Gladys R. Cole, 86, a resident of Hannibal, died May 15, 2012, at home, surrounded by her family.

Born in Sterling, she was the daughter of the late Herbert and Elsie (Emery) Flack.

She worked for Nestle for more than 20 years and retired in 1988.

She enjoyed Bingo and especially spending Sunday afternoons with her family.

Surviving are her three daughters, Patricia (Leigh) Shortslef of Sterling, Linda M. Cole of Oswego, and Diane Cole of Oswego; two sons, Richard W. (Margot) Cole of Hannibal, and David (Kim) Cole of Hannibal; sister-in-law, H. Lucille Flack of Sterling and brother-in-law Albert Busch of Cicero; ten grandchildren, Bridget Ziskind, Susan Woodard, Beth Cole, Lori Carr, Sara Contestabile, Alexander Farley, Amanda Cole, Taylor Castaldo, Amanda Humphey, and Doug Stevens; 16 great grandchildren; numerous nieces and nephews; and extended family, Richard and Candy Malone and family.

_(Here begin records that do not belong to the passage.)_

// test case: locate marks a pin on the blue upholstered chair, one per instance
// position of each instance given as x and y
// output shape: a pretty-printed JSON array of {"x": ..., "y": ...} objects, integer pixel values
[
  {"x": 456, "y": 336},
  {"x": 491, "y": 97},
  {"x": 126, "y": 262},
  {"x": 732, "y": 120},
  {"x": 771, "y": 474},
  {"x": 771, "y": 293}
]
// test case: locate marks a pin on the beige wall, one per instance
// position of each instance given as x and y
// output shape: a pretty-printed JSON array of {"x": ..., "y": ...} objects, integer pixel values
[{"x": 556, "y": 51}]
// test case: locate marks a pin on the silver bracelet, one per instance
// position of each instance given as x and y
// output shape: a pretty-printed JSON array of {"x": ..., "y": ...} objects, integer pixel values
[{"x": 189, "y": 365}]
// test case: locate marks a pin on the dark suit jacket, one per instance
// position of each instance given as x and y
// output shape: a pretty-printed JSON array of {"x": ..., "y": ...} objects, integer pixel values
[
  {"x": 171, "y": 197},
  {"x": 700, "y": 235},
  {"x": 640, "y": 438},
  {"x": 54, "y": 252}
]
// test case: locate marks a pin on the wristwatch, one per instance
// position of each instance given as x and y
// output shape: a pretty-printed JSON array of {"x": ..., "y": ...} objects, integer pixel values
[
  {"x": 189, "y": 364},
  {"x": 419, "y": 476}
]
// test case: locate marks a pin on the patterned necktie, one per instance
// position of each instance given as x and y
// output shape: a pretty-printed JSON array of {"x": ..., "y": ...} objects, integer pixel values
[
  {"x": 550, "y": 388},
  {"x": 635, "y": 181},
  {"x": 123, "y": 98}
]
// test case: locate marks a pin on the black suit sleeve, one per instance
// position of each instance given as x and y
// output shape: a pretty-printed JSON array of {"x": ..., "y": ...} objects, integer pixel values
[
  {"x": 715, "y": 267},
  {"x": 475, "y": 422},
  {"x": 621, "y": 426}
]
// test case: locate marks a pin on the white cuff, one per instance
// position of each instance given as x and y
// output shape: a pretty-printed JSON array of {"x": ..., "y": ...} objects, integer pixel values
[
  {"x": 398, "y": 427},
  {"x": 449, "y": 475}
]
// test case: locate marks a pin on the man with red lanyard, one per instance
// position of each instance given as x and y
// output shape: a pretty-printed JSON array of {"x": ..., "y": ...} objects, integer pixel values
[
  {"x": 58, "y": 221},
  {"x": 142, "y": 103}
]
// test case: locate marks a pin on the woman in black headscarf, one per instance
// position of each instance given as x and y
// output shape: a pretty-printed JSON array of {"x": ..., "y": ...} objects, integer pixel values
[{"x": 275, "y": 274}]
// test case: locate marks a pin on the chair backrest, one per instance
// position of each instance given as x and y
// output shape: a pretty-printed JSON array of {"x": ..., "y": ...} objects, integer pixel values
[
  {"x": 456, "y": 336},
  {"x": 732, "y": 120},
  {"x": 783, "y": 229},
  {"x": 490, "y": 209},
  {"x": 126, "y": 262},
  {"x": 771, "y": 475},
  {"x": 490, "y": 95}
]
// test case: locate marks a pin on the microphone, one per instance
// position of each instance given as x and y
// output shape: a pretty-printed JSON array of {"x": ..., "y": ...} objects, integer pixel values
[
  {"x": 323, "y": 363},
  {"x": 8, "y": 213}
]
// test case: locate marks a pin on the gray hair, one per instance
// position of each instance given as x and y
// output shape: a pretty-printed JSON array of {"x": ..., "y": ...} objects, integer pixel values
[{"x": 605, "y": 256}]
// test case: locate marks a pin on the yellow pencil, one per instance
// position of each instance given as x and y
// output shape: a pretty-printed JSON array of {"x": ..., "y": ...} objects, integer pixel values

She was predeceased by her husband, Fred W. Cole, in 1989; brothers, Harold “Miley” Flack and Herbert “Juney” Flack; sisters, Arlene McCarthy, Hilda Ristagno, Evelyn Cole, Helen Duffy, and Marie Busch; and grandson, Parker Farley, who died May 2, 2012.

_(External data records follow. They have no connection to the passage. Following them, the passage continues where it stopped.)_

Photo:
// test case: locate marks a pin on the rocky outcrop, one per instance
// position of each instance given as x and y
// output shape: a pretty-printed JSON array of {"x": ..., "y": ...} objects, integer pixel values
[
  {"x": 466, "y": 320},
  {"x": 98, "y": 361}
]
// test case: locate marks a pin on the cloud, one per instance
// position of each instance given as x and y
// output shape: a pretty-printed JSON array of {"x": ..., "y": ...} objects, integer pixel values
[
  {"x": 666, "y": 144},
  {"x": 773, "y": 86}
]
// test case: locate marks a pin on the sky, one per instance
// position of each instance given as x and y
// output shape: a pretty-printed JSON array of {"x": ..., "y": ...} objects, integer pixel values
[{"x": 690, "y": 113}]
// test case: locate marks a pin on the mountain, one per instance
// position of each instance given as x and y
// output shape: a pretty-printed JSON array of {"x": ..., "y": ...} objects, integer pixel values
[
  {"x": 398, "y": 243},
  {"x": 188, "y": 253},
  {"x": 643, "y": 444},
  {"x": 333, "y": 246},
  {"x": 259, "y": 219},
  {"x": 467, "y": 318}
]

Services will be held at 10 a.m. Monday at St. Paul’s Church, Oswego. Burial will be in Fairdale Cemetery, Hannibal.

Calling hours will be held tomorrow, May 20 from 2 to 5 p.m. at Nelson Funeral Home, 11 W. Albany St., Oswego.

Contributions may be made to a charity of ones choice.

Online Condolences may be at www.nelson-funeralhome.com.